Communications Director Stephanie Cameron said the district currently notifies teachers shortly before the public records officer releases a document that applies specifically to them. The agreement will change that system so the employee learns about the records request when it’s first submitted or it’s revealed their name is in a document that’s about to be released.

“That’s why we’re comfortable knowing it’s not going to tack it on at the end and delay it,” she said.

Scott Bailey was the lone board member to abstain from the final vote on the agreement. He said the public records protocol was an administrative issue, not for the board to decide for the district.

“We’re supposed to be flying at 30,000 feet,” he said. “We’re supposed to be setting policy and ensuring that it’s followed.”

The agreement passed with a 4-2 vote after Kohnstamm added an amendment to remove language allowing union members seven days to raise objections to the release of records containing “potentially sensitive information.

She said such a change was necessary to bring the agreement in line with state law. Instead, the seven-day review would only kick in if the district’s public records steward flags a document as eligible for a personal privacy exemption under state law.

“I concur with the concern with the Society of Professional Journalists about the language,” she said, adding the term “potentially” “is not the language of the statute.”

Brim-Edwards and Rosen voted against the measure. Both said they wanted the agreement to be vetted by the public, rather than arranged solely with input from district officials and the teachers’ union.

“We set policy. We do it through a very public process. We’re undermining the work that we’ve already done and now we’re revisiting this issue in private,” Rosen said.

The board also approved a final amendment in its contract with the teachers’ union, which would change how and how long the district keeps records of complaints about educators’ conduct and subsequent findings about those complaints.

Investigators said the district’s longterm practices in that regard allowed longtime educator Mitch Whitehurst to dodge sexual misconduct allegations for decades.

Investigative files on district teachers will now be kept in the central offices rather than individual buildings, where certain documents were required to be purged when a new principal took over or an educator moved to a different school.

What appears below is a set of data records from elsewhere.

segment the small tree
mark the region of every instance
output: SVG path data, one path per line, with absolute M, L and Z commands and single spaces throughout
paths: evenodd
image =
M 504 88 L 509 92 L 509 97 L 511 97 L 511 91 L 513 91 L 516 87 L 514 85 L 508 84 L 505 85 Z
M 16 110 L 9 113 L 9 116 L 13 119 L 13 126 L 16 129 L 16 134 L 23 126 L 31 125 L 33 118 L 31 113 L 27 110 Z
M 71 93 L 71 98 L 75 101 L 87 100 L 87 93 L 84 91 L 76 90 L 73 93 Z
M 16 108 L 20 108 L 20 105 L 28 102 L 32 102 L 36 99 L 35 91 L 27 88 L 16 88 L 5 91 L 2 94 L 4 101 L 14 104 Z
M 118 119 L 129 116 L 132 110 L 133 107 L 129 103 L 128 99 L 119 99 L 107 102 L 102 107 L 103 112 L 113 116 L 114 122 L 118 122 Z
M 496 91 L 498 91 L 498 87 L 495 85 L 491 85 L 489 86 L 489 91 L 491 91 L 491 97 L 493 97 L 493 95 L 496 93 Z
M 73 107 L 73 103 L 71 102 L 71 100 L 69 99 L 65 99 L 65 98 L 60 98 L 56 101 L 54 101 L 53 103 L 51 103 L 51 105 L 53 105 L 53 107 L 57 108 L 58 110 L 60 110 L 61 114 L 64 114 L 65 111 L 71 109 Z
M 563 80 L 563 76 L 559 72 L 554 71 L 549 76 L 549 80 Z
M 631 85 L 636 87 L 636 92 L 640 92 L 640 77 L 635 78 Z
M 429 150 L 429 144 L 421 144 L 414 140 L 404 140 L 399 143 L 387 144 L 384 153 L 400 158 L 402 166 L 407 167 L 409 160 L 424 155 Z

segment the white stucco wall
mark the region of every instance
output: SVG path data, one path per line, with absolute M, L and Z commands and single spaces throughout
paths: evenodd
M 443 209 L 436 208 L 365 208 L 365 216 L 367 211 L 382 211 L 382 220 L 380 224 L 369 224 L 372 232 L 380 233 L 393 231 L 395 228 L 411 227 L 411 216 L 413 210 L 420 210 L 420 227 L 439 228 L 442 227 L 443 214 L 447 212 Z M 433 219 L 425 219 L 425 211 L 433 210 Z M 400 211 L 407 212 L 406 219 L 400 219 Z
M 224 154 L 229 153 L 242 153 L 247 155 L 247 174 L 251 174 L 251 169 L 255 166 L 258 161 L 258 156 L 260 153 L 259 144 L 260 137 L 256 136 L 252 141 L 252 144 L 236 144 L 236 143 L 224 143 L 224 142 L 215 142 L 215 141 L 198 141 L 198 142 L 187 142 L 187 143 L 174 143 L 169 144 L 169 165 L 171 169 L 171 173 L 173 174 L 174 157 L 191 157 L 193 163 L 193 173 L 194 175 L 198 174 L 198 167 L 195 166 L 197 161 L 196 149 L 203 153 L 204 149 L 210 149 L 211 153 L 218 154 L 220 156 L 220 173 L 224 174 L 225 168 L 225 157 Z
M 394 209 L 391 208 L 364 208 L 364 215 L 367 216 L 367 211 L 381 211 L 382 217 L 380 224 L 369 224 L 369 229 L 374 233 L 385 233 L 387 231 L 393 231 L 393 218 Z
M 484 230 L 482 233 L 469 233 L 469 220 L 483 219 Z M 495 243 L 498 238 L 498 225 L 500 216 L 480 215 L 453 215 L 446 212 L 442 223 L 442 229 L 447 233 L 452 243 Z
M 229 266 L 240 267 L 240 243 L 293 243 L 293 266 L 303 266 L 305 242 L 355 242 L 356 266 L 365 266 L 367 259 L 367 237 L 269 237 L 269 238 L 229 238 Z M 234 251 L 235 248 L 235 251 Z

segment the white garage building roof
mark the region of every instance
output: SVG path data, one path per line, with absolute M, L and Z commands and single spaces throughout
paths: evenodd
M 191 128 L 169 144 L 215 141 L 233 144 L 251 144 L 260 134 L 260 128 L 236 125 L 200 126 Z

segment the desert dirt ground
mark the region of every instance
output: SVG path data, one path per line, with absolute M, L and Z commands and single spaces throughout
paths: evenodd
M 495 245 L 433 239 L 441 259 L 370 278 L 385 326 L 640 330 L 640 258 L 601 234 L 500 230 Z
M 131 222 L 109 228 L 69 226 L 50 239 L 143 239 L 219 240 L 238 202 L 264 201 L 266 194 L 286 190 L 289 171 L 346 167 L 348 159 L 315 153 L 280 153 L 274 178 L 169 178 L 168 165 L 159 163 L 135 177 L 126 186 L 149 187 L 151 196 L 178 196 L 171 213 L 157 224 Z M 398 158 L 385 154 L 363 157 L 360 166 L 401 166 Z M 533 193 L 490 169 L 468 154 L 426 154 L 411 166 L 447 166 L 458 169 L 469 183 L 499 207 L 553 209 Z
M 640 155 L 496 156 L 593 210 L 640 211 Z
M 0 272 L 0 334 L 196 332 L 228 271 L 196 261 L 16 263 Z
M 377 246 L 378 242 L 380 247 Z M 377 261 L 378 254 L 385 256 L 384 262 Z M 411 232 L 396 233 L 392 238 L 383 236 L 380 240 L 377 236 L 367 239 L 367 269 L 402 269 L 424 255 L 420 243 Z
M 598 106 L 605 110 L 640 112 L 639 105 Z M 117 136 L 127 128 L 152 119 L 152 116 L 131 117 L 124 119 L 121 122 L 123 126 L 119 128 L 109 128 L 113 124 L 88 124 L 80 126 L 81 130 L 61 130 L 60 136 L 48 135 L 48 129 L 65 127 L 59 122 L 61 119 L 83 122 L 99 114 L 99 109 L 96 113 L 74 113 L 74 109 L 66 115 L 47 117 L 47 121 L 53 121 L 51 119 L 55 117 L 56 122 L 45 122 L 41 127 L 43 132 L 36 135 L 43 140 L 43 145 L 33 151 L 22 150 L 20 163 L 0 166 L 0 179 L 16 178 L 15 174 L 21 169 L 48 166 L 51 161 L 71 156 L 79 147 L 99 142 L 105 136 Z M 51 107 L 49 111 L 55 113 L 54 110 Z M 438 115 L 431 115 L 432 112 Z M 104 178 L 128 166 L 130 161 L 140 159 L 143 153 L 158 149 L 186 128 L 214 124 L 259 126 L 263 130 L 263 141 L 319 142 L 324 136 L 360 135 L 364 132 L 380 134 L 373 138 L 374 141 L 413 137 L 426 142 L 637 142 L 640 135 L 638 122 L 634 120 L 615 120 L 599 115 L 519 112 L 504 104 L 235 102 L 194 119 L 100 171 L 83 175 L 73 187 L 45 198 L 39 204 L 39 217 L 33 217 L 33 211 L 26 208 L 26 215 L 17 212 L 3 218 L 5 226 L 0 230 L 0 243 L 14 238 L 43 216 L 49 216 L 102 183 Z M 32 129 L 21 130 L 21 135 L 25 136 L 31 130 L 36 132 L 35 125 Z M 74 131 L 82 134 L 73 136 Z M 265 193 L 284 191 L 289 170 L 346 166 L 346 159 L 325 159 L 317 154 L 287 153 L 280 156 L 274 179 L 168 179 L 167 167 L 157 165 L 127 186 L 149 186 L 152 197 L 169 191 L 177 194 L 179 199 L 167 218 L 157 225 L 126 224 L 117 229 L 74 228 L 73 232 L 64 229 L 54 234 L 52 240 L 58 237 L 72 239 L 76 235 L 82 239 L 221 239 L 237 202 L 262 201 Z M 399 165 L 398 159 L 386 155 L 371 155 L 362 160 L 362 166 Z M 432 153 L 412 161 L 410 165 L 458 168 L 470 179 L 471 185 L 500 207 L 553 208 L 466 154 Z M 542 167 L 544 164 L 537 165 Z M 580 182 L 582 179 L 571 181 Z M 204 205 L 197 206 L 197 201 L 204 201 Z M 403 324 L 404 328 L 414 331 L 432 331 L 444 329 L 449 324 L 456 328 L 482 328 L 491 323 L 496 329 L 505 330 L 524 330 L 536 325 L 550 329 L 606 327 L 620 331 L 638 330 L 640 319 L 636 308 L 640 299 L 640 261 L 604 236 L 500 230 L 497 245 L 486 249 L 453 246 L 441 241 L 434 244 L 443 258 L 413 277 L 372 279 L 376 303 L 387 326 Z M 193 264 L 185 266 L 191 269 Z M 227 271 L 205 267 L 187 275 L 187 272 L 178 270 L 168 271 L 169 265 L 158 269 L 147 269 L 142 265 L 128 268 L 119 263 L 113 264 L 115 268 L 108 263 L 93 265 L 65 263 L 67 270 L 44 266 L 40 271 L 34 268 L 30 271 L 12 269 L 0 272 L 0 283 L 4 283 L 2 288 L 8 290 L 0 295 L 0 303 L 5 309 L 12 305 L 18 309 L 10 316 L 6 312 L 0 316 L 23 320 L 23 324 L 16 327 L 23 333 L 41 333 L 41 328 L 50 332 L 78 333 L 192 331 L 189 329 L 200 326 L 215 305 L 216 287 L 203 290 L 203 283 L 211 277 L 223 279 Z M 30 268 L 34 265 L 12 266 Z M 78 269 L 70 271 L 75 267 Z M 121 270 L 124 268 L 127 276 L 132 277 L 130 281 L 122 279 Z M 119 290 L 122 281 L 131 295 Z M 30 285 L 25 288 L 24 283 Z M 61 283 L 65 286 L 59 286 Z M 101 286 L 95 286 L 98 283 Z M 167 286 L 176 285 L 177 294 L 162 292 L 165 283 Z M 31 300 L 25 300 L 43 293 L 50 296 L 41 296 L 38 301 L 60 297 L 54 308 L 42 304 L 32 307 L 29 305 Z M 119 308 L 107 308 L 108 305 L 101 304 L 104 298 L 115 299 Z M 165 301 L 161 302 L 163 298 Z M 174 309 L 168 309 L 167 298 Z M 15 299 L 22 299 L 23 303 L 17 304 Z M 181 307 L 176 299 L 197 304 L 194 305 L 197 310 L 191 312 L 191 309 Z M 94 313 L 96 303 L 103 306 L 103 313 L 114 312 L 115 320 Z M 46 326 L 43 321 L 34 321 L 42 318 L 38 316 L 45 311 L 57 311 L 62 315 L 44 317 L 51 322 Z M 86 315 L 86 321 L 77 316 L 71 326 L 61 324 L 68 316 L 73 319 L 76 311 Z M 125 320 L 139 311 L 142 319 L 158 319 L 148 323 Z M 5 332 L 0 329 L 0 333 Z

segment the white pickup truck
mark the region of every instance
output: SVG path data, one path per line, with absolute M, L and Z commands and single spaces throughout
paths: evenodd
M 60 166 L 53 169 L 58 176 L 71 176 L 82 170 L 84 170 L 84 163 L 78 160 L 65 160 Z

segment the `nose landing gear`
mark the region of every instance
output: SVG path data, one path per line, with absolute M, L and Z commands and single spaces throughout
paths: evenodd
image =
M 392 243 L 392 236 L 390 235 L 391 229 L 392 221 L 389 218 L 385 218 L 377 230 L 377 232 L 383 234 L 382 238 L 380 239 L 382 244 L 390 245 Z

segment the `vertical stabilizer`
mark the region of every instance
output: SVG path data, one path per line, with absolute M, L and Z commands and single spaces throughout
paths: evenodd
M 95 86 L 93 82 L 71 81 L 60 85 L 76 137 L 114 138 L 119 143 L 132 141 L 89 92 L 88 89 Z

Bailey lauded the change but said he hoped the district would require principals to check personnel files when they take over a school. District officials said principals can decide whether to do so or not.

Consistently and thoroughly looking through dozens of files at the district headquarters can be a logistical stretch for principals. And it clearly did not happen with the half-dozen principals and assistant principals who supervised Whitehurst at Jefferson High and Fabion K-8 schools and fielded sexual misconduct complaints about him.

“If we have a practice of every time we have a new principal of a building, they do a file check to come up to speed, that should be part of our orientation process,” Bailey said. “It’s not something that we should do or do a lot of the time but that happens every time. I think it would be closing one last little loop.”

Board members also approved a $28 million plan to relocate Alliance at Meek, an alternative high school in Northeast Portland, to the Benson High campus and roll it into larger-scale renovations scheduled to happen there.

The district will likely propose to voters a multimillion-dollar bond in 2020 to fund the project and address nearly a quarter-million dollars in cost overruns from construction projects included in a 2017 bond.

The board also gave Superintendent Guadalupe Guerrero a glowing review. Several members applauded the district’s top administrator and his work ethic and advised him to slow down.

“Dial it down a notch — this is a marathon, this isn’t a sprint,” Bailey said with a chuckle. “We all understand the urgency you’ve brought to the work and the hours you’ve put in. Now it’s time for a more sustainable pace.”